Imagine a time when a young mother faced the pain of her 3-year-old baby having a fever of 105 degrees screaming throughout day and night from contracting measles. 

This I personally witnessed in the world before today’s childhood vaccines. To further feel the tension, understand more than a few children of that day went deaf or died after days of prescribed ice baths in the kitchen sink that rarely worked to reduce brain damage due to prolonged high fevers. 

Growing up in that world before effective vaccines, I witnessed neighborhood friends having “stunted arms” and iron lungs for breathing, prior to the polio vaccine being discovered. Polio, measles, chicken pox, rubella, diphtheria and even smallpox kept young mothers up at night in fear of some possible deadly future for their children. 

The world changed when science stepped up and discovered effective vaccines; public health officials organized and installed a mass inoculation program in the schools requiring all students to have papers validating they had their shots. The rest was history; in a few years the new normal changed for the better across the globe. 
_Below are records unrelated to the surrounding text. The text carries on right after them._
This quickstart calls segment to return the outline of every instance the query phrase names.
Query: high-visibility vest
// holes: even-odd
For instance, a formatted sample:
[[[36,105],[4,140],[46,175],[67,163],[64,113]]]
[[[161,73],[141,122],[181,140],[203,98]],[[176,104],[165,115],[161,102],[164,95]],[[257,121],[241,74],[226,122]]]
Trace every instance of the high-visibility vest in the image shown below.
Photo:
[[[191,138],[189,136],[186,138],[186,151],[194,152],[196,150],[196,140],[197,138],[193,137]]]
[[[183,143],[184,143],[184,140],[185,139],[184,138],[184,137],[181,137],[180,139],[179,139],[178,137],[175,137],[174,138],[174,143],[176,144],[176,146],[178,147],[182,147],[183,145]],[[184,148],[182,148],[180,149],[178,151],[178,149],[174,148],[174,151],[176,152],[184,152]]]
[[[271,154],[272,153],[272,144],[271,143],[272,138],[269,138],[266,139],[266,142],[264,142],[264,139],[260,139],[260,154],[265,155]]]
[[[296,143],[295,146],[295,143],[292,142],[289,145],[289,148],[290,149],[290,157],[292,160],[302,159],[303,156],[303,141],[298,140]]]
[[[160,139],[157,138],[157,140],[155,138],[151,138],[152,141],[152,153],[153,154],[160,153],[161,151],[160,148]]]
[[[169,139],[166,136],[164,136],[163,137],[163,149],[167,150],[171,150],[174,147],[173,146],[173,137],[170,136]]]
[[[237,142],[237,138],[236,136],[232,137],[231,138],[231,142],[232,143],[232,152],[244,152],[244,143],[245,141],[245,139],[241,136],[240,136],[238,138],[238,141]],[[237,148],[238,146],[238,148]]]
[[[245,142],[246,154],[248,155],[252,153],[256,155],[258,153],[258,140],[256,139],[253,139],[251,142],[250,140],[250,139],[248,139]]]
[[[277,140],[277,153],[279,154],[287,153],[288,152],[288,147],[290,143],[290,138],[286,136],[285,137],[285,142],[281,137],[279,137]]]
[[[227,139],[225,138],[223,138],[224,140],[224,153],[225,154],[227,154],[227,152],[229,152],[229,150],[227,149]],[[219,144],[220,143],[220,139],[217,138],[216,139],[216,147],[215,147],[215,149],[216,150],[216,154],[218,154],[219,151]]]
Yes, there were the same arguments of individual rights being violated. This noise was not to the level of today’s “politicizing” because the fear of childhood death spawned fear in the general population. Public health won, as the needs of the many superseded the objections of the few. 

Today, these diseases are close to nonexistent worldwide. 

About that 3-year-old child with the fever; unfortunately, measles vaccines came too late for this young mother. Her son went 71 percent deaf and spent his early years learning to lip read and cope with a “hearing” world. Mom was always at his side in the health clinics after work. 

Yes, it’s personal for me; not an easy letter to put in the Cape Gazette publicly, for sure. Yes, I was that 3-year-old child.   

Had it not been for a loving, determined mother, outstanding teachers, nurses and doctors in early childhood, it may have had a very different outcome. Mom was tough about getting a full education to make it in life. Learning additional skills such as lip reading before and after school did level the playing field for me. She always gave me the support needed to make it in a “hearing” world. She was one special mom!   

So please, Sussex, choose to avoid a potential negative future outcome for your family; get the COVID-19 vaccine. For your children, grandchildren and the greater good of your community. It’s the right thing to do. You will be glad you did.